One of your employees drinks some whiskey before the party, smuggles a flask of whiskey into the party and drinks it there, has the bartender refill his flask, goes home, then goes out again and gets into a car accident. Can you be liable for the employee's accident? A recent ruling by the California Court of Appeal says the answer is "yes."
According to court documents at www.courts.ca.gov, Michael Landri was employed as a bartender at the Marriott Del Mar Hotel when he attended the hotel's annual holiday party. Landri drank a beer and a shot of whiskey at his house before the party, and then took a mostly-filled flask of whiskey to the party. Even though only beer and wine was supposed to be served, the bartender on duty brought in a bottle of whiskey from the hotel's liquor supply, and Landri filled his flask at least one more time before he left for home.
After arriving safely at his home, Landri decided to drive an intoxicated coworker home. While doing so, he hit another vehicle (while driving more than 100 miles per hour) killing its driver, Dr. Jared Purton. Landri pleaded guilty to gross vehicular manslaughter while under the influence of alcohol (he had a .16 blood alcohol level) and received a six-year prison sentence. End of story, right? Wrong.
Dr. Purton's parents filed a wrongful-death action against Landri, the hotel and others. They alleged that the hotel "held the party for its benefit, including to improve relations between employees, improve relations between it and employees, and increase the continuity of employment by providing a fringe benefit."
Further, although Landri became "extremely" intoxicated at the party, he was allowed to leave the hotel and drive home. The hotel argued it was not liable because "the accident did not occur within the scope of Landri's employment." The trial court agreed; however, the appellate court did not.
According to the Court of Appeal:
* The party and drinking of alcoholic beverages benefitted the hotel by improving employee morale and furthering employer-employee relations.
* The drinking of alcoholic beverages by employees was a customary incident to the employment relationship.
* Evidence that hotel managers consumed hard alcohol with employees at the party and that a hotel manager served hard alcohol to employees suggests that employees had the employer's implied permission to consume hard alcohol at the party.
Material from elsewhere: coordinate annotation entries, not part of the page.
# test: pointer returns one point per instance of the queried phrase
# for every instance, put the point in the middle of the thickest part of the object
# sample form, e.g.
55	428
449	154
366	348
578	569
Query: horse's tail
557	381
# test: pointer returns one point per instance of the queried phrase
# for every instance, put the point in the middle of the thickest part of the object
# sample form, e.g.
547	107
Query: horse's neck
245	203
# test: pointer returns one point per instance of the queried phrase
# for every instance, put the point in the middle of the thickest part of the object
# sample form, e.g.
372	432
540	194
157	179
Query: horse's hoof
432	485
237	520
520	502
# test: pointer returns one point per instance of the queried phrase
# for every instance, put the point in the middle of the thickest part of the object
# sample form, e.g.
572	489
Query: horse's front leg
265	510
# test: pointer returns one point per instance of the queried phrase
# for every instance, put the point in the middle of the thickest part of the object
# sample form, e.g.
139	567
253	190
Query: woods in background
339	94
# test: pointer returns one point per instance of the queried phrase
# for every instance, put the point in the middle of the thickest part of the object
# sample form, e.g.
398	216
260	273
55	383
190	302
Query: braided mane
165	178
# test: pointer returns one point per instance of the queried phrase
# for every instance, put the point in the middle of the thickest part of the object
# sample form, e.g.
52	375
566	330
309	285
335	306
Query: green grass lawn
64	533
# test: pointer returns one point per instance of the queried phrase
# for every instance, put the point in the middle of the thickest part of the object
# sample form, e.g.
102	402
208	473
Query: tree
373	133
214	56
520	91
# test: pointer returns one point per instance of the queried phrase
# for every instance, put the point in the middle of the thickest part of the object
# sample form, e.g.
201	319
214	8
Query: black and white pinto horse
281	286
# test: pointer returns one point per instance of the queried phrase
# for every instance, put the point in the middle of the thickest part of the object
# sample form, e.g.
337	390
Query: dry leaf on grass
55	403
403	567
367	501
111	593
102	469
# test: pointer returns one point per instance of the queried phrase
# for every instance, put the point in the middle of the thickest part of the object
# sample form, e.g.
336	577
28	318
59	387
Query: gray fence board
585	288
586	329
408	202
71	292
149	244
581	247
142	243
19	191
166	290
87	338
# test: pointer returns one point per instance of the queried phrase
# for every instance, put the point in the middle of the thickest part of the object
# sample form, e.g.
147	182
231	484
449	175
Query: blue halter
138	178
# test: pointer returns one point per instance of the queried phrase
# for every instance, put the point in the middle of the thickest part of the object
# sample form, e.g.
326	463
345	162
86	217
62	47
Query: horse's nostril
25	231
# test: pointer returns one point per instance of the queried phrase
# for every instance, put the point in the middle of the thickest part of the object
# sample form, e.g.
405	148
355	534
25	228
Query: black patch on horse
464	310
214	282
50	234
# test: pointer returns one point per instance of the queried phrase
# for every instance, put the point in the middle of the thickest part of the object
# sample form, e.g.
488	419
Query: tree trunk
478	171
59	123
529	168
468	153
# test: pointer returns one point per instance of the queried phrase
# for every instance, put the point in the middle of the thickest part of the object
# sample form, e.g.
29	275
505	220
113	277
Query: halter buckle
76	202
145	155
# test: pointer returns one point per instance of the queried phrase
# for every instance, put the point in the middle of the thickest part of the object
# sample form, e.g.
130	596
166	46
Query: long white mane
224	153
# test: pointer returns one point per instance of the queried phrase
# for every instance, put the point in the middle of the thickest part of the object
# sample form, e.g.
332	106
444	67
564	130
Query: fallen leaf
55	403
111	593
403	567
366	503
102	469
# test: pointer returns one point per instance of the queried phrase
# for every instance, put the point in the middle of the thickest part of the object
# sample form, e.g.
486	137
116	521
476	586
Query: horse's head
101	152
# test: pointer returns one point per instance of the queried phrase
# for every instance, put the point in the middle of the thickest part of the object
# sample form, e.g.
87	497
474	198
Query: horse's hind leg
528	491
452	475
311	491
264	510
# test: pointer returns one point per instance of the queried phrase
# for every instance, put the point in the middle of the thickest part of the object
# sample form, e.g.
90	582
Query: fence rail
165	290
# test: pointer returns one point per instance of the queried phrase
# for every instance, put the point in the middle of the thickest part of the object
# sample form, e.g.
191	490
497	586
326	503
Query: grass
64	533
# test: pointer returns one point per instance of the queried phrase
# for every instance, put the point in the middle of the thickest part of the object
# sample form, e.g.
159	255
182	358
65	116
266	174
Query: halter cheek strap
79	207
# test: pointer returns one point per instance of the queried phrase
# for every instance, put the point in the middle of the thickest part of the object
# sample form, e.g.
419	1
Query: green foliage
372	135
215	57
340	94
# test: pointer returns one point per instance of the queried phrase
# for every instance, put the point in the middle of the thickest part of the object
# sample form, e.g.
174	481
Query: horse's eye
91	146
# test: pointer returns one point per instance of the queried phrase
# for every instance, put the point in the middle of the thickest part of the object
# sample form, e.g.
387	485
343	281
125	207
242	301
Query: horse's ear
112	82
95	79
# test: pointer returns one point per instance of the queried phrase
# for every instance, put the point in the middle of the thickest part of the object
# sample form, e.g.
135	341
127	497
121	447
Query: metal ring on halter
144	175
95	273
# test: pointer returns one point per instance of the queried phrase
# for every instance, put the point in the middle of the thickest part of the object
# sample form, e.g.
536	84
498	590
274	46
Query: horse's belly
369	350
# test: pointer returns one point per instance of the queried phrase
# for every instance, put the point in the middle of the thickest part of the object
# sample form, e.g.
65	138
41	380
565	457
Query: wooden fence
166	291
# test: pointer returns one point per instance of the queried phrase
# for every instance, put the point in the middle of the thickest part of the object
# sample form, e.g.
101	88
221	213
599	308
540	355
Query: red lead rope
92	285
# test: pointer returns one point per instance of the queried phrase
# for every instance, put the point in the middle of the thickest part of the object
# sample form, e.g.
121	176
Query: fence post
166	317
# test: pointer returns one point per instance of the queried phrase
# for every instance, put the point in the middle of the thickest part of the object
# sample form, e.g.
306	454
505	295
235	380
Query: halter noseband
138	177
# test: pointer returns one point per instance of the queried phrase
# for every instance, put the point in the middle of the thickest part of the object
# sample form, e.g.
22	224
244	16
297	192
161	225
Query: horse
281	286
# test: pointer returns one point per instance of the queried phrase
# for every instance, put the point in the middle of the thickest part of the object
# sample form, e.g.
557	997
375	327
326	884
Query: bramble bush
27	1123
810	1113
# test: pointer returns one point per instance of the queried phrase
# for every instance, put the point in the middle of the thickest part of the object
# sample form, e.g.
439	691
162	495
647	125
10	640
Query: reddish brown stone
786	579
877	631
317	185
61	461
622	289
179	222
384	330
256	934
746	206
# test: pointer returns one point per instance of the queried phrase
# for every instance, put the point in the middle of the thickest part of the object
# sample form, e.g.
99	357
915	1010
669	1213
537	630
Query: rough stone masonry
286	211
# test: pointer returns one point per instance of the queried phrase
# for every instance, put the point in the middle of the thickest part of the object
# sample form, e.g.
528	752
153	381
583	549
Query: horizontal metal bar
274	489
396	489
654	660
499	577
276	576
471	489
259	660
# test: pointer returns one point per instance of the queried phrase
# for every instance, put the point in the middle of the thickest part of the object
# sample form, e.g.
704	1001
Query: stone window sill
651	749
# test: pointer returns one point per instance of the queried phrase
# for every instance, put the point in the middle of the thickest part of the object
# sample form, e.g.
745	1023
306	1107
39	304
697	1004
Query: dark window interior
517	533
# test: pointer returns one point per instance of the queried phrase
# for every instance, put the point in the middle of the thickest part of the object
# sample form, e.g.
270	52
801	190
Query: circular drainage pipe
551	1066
Additionally, an employee testified that "historically there has been a lot of drinking and not a lot of control at these types of (employee) parties."
Thus, the court concluded that, "a reasonable trier of fact could conclude that Landri was acting within the scope of his employment while ingesting alcoholic beverages at the party." Furthermore, the court found that the ingesting of alcoholic beverages at the party caused the accident; therefore, the fact that the accident happened after Landri left the party, arrived home, and then drove after that didn't matter ("we focus on the act on which vicarious liability is based and not on when the act results in injury"). The case has been remanded for further proceedings.
The court said the hotel created the risk of harm by allowing an employee to become intoxicated and that it could have lessened this risk by:
* Having a policy prohibiting smuggled alcohol,
* Enforcing its drink ticket policy,
* Serving drinks for only a limited time,
* Serving food, or
* Forbidding alcohol altogether.
Employers wanting to avoid a similar fate would be wise to follow the court's suggestions.